Prong’s career on planet metal has been a rollercoaster of a journey. You can’t have existed as long as this New York institution has without ups and downs and this trio has provided and endured its share of everything. After crawling out of the Lower East Side’s no-wave, noise and hardcore scene as a metallic outlier back in the mid-80s with full-stop classics Force Fed, Beg to Differ and Prove You Wrong, there was a hit-and-miss mid-90s major label spell, some terrible showings during the first decade of this millennium, a stunning return to form with 2014’s Ruining Lives with more discouraging misses, encouraging hits and questionable choices to follow.

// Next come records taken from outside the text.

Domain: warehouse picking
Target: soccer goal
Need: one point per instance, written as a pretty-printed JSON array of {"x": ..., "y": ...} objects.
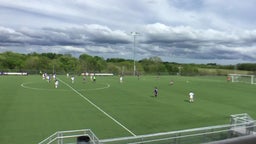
[{"x": 242, "y": 78}]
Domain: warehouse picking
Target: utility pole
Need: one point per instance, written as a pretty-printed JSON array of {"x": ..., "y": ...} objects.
[{"x": 134, "y": 34}]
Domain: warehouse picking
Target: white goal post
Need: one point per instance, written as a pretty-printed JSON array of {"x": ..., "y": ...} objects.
[{"x": 242, "y": 78}]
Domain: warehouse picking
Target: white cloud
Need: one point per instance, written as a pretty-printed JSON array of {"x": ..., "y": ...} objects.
[{"x": 184, "y": 29}]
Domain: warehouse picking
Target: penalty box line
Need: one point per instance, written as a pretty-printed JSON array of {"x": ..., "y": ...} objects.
[{"x": 98, "y": 108}]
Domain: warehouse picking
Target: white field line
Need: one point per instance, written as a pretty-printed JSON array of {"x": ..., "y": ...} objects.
[{"x": 97, "y": 107}]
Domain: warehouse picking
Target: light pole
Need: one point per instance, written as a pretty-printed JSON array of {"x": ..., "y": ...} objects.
[{"x": 134, "y": 34}]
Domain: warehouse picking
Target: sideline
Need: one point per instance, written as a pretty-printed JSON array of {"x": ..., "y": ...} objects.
[{"x": 97, "y": 107}]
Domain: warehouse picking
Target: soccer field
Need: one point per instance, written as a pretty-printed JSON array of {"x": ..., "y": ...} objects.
[{"x": 31, "y": 109}]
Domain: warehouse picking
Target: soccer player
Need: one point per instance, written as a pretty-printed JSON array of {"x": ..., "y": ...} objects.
[
  {"x": 121, "y": 79},
  {"x": 156, "y": 92},
  {"x": 94, "y": 78},
  {"x": 72, "y": 79},
  {"x": 171, "y": 82},
  {"x": 56, "y": 83},
  {"x": 191, "y": 96}
]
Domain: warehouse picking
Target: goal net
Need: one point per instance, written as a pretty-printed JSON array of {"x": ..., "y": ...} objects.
[{"x": 242, "y": 78}]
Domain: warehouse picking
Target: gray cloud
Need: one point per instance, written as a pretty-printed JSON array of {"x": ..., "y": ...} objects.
[{"x": 176, "y": 30}]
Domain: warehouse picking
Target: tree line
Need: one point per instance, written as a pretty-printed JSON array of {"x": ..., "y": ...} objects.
[{"x": 35, "y": 63}]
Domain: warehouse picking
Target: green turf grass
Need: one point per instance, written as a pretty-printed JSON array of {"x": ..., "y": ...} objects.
[{"x": 31, "y": 113}]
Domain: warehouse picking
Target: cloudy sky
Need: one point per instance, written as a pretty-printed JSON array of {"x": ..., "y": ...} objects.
[{"x": 183, "y": 31}]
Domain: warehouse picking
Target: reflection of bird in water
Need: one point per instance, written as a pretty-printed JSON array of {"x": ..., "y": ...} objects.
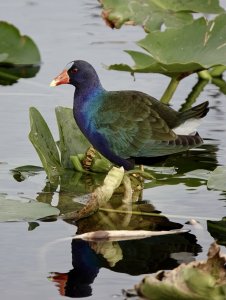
[
  {"x": 139, "y": 257},
  {"x": 125, "y": 125},
  {"x": 77, "y": 282}
]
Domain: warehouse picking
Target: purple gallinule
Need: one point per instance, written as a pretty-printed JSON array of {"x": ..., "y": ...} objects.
[{"x": 128, "y": 125}]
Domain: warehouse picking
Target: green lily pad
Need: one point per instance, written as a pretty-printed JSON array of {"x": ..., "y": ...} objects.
[
  {"x": 13, "y": 210},
  {"x": 16, "y": 48},
  {"x": 21, "y": 173},
  {"x": 152, "y": 14},
  {"x": 43, "y": 141},
  {"x": 9, "y": 73},
  {"x": 200, "y": 280},
  {"x": 217, "y": 179},
  {"x": 217, "y": 229},
  {"x": 199, "y": 45}
]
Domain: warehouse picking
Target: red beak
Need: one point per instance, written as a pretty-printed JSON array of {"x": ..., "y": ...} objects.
[{"x": 62, "y": 78}]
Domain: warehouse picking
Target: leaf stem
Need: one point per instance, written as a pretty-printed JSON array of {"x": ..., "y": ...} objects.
[{"x": 166, "y": 97}]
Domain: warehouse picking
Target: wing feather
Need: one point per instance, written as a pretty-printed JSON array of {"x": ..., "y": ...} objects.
[{"x": 129, "y": 122}]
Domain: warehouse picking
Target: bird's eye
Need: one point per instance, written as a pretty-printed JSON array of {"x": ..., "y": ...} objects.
[{"x": 74, "y": 70}]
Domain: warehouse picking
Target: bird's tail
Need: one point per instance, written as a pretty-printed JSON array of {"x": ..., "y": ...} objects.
[{"x": 198, "y": 112}]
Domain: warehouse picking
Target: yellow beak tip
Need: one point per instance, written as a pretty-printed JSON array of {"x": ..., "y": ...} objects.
[{"x": 53, "y": 83}]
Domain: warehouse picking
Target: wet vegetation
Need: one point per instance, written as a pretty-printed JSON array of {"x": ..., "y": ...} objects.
[{"x": 114, "y": 221}]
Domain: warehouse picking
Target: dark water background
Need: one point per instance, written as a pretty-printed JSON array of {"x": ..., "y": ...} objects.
[{"x": 63, "y": 31}]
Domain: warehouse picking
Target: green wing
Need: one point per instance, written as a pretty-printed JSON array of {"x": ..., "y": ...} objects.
[{"x": 130, "y": 121}]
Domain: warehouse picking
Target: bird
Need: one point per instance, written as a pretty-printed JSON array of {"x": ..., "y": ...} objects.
[{"x": 127, "y": 125}]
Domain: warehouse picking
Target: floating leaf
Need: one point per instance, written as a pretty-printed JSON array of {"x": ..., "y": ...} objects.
[
  {"x": 43, "y": 141},
  {"x": 196, "y": 280},
  {"x": 217, "y": 180},
  {"x": 123, "y": 235},
  {"x": 217, "y": 229},
  {"x": 19, "y": 56},
  {"x": 153, "y": 14},
  {"x": 13, "y": 210},
  {"x": 16, "y": 48},
  {"x": 72, "y": 141},
  {"x": 9, "y": 73},
  {"x": 200, "y": 45}
]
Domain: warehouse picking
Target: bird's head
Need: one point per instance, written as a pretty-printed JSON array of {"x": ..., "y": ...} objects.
[{"x": 78, "y": 73}]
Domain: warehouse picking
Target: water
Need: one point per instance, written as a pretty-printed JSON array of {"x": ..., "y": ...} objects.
[{"x": 71, "y": 30}]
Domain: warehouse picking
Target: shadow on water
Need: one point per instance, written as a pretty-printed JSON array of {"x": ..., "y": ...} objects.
[{"x": 134, "y": 257}]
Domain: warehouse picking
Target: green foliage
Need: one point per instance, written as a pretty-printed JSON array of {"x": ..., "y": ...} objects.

Along the way, there have been defining moments of innovation, a five-year hiatus, two of the greatest remix EPs in the history of heavy music, blame for being an inadvertent influence on nu-metal and more members joining and leaving founding member/guitarist/vocalist Tommy Victor than backstage deli trays. Prong has forgotten more about failure and success than most bands will ever experience. After the public embrace of 2017’s Zero Days album, the band found itself increasing its carbon footprint with almost two years of solid touring. At the same time, they were also faced with the possibility of a slowing of momentum following post-tour decompression and writing sessions for the next record. Hence, we have Age of Defiance, a five-song stop-gap EP to tide folks over until full-length number eleven.
Consisting of two new studio tracks and three live tracks, Age of Defiance isn’t here to break ground or offer surprises. Neither is it designed to toy with new avenues of exploration or appeal to anyone not already taking shelter in the Prong wheelhouse. The title track is one that fits in with the direction the band has explored at length over the past ten-plus years or so. A pulsing four-on-the-floor stomp is met in unison by chugging alternate-picking during the verse riffs. Then, a grandiose, suspended chord progression and some soaring vocal phrasing make for a hyper-infectious chorus that nudges up against sing-a-long status despite the simplicity of the riff and Victor’s limited range. “The End of Sanity,” we’re told is an old-school rager written to showcase throughout a tour with Agnostic Front. Don’t believe that hype. The tune starts with a mid-paced head-nodder of a riff and basically sticks to that pace the entire way through. It may be a departure from the recent-years songwriting formula (see above), but outside of the lyrical ire, lacks any amount of promised gristle and grime.
The three live tracks are taken from 1994’s Cleansing and 1996’s Rude Awakening and have been captured such that unless you knew they were recorded in Berlin back in 2015, you’d never be able to tell. There’s zero in the way crowd noise/reaction and the recording itself is of high-end demo, if not studio album, quality. Sounding like the most pristine of soundboard tapes is an accomplishment in and of itself, but it’s very much lacking in the fields of distinction and energy to the point of making then inessential listening, especially if you own listening to the albums in question. This, by and large, is a microcosm for this entire outing; only those fans and completists with unflappable and deep connections to the band will and should care.